I am currently working on my master's thesis on the use of deep learning models in recommender systems. I am using the ml-20m dataset, but for testing and debugging purposes, I am scaling down to ml-100k. I have implemented the RBM almost from scratch using pytorch.
The architecture of the network is as follows:
The visible layer is an N x 10 matrix of one-hot encoded movie ratings, where N is the number of movies in the dataset. Each user's ratings are one training example and there are 10 possible ratings for every movie.
The hidden layer is consisted of M binary hidden units.
The activation function of the hidden units is a sigmoid, while the activation of the visible units is a 10-way softmax.
The loss function I am using is the reconstruction error, in my case RMSE.
The problem is that my RBM is incapable of overfitting a single batch of 10 user's ratings. The larger the batch size, the higher the value of the loss function at which it plateaus. I have no problem overfitting a single training example.

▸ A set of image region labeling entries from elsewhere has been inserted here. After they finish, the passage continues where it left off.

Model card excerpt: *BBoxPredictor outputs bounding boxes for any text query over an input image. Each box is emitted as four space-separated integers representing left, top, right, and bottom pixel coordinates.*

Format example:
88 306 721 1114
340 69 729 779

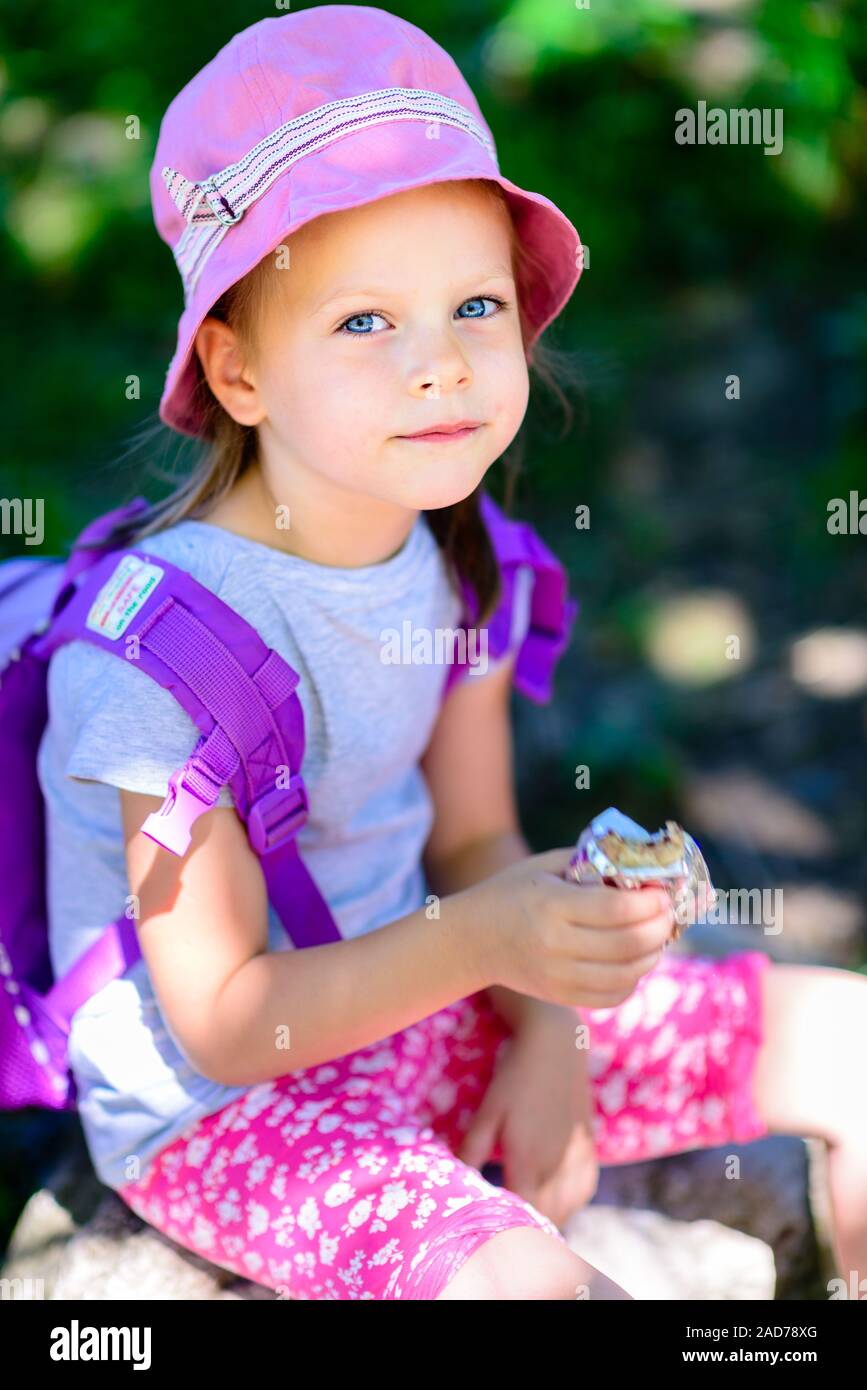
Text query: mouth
396 423 484 443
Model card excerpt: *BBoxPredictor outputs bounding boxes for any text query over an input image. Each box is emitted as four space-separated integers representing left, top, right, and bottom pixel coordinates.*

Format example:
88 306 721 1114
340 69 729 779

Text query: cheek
490 353 529 432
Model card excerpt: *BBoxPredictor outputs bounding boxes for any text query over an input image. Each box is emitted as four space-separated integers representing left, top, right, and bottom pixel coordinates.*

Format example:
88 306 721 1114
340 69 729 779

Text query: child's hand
457 1015 599 1226
464 845 674 1009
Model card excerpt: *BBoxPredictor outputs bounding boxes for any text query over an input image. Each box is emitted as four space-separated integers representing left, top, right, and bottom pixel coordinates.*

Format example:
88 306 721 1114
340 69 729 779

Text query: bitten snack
565 806 717 941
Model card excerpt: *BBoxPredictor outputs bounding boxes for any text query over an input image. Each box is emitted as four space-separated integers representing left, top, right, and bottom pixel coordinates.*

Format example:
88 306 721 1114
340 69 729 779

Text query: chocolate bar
565 806 717 944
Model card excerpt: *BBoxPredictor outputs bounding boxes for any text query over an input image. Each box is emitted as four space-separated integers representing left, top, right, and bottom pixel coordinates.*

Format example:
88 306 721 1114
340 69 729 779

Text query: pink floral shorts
118 951 770 1300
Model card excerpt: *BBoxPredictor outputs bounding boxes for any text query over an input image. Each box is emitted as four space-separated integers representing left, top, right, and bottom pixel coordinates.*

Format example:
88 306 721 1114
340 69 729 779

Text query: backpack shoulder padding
445 492 579 705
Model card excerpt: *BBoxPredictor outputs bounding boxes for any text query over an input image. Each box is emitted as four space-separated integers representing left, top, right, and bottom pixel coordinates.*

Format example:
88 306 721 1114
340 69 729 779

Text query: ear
195 314 265 425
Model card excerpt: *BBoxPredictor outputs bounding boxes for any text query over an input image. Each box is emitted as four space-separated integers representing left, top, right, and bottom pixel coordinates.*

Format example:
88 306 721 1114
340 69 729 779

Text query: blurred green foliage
0 0 867 1256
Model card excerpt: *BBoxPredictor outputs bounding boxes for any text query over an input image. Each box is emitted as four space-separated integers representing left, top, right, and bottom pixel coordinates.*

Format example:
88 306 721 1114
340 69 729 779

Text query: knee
439 1226 631 1300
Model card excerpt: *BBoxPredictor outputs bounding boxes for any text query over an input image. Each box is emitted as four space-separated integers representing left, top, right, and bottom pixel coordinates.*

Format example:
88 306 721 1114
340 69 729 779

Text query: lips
397 420 481 443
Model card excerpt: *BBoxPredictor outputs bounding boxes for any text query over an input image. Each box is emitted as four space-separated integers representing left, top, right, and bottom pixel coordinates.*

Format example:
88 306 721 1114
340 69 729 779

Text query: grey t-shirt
38 513 529 1187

Any ideas as to why this might happen. I will supply the essential functions used in the training process. Thanks in advance!
Here are the forward pass and backward pass implementations:
def forward_pass(
self,
v: torch.Tensor,
activation=torch.sigmoid,
sampler=torch.bernoulli,
) -> Tuple[torch.Tensor, torch.Tensor]:
a = torch.mm(v.flatten(-2), self.w.flatten(end_dim=1))
a = self.h + a
ph = activation(a)
return ph, sampler(ph)
def backward_pass(
self,
h: torch.Tensor,
activation=ratings_softmax,
) -> torch.Tensor:
a = torch.matmul(self.w, h.t())
pv = self.v.unsqueeze(2) + a
pv = activation(pv.permute(2, 0, 1))
return pv
The implementation of the Gibbs sampler:
def gibbs_sample(
self, input: torch.Tensor, t: int = 1
) -> Tuple[torch.Tensor, torch.Tensor, torch.Tensor, torch.Tensor]:
ph0, h0 = self.forward_pass(input)
hk = phk = h0
# do Gibbs sampling for t steps
for i in range(t):
vk = self.backward_pass(hk)
phk, hk = self.forward_pass(vk)
vk[input.sum(dim=2) == 0] = input[input.sum(dim=2) == 0]
return input, ph0, vk, phk
And finaly the apply_gradient method that equates to one training step:
def apply_gradient(
self, minibatch: torch.Tensor, t: int = 1, decay=lambda x: x
) -> Tuple[float, float]
v0 = minibatch
v0, ph0, vt, pht = self.gibbs_sample(v0, t)
hb_delta = (ph0 - pht).sum(dim=0) / len(minibatch)
vb_delta = (v0 - vt).sum(dim=0) / len(minibatch)
w_delta = torch.matmul(vb_delta.unsqueeze(2), hb_delta.unsqueeze(0))
# apply learning rate decay
self.alpha = decay(self.learning_rate)
# update the parameters of the model
self.v += vb_delta * self.alpha
self.h += hb_delta * self.alpha
self.w += w_delta * self.alpha
se, ae, n = self.batch_error(minibatch)
rmse = math.sqrt(se / n)
mae = ae / n
return rmse, mae